Relax and Unwind
Part 1: Understanding Native Calls
— 6 minI have been working on the the Sentry Native Team for a bit more than a year now. One of the most important things that helps Engineers to find the cause of an Error is a stack trace. This is also a really challenging topic, especially for native code.
In my opinion, the best way to learn and understand a complex topic, and to appreciate the existing solutions, is to try to implement it yourself. Along that way, I will try to implement my own stack unwinder in order to learn more about how a native call stack really looks like and how to extract a stack trace. This is just my personal learning experiment and is not related to any specific things I do in my day job.
# A simple Stacktrace
Lets start by looking at a stacktrace from another language first. Take this simple example in JS:
function never() {
gonna();
}
function gonna() {
give();
}
function give() {
you();
}
function you() {
up();
}
function up() {
console.log(new Error().stack);
}
never();
This will give me the following stacktrace when running in node
:
Error
at up ([...]rickroll.js:14:15)
at you ([...]rickroll.js:11:3)
at give ([...]rickroll.js:8:3)
at gonna ([...]rickroll.js:5:3)
at never ([...]rickroll.js:2:3)
at Object.<anonymous> ([...]rickroll.js:16:1)

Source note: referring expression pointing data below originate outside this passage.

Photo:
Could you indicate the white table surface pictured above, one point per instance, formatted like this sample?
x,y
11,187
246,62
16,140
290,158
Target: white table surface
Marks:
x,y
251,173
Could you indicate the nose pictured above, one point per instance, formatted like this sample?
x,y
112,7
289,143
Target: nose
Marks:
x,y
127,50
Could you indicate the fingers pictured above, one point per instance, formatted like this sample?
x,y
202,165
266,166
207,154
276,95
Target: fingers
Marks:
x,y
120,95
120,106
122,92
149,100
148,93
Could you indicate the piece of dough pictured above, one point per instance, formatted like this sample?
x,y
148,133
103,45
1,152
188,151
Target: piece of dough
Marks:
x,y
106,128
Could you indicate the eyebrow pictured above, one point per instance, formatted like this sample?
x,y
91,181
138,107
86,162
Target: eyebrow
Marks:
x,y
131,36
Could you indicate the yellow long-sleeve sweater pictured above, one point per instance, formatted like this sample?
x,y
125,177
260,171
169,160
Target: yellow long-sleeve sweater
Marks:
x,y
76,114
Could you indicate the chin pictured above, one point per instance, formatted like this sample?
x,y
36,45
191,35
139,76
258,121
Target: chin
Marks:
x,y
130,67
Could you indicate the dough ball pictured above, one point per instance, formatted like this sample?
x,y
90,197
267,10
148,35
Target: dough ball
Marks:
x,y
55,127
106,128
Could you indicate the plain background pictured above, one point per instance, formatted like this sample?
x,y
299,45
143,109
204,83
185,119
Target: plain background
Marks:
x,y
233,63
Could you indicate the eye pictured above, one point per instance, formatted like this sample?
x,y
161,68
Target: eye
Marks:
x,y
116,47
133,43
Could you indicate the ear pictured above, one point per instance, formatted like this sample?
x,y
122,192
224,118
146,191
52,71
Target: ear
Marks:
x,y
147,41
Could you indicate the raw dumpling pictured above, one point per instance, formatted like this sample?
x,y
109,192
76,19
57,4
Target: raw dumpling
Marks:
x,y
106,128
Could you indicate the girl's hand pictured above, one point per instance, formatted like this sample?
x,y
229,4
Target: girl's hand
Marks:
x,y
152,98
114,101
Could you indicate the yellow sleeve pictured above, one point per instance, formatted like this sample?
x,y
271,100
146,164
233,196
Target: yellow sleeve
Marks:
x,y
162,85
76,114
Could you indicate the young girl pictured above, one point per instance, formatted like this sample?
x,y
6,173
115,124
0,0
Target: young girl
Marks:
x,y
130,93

at Module._compile (node:internal/modules/cjs/loader:1102:14)
at Object.Module._extensions..js (node:internal/modules/cjs/loader:1131:10)
at Module.load (node:internal/modules/cjs/loader:967:32)
at Function.Module._load (node:internal/modules/cjs/loader:807:14)
As you see, it gives the call stack top to bottom (the order is a language ecosystem convention), and it also includes a few frames that are outside of my code.
In this case, node is the runtime environment that executes the javascript code. Running this so called managed code means that node will keep track of what happens. This tracking comes with some overhead, but as shown it does provide us with a few benefits.
Native code is very different. Depending on your definition of Runtime, there is nothing that manages or drives your code, and the code itself is usually tuned for maximum performance, so it will avoid to do anything that is not strictly necessary to achieve its goals.
Since we have no runtime that we can just ask to give us a stacktrace, we have to create one ourselves.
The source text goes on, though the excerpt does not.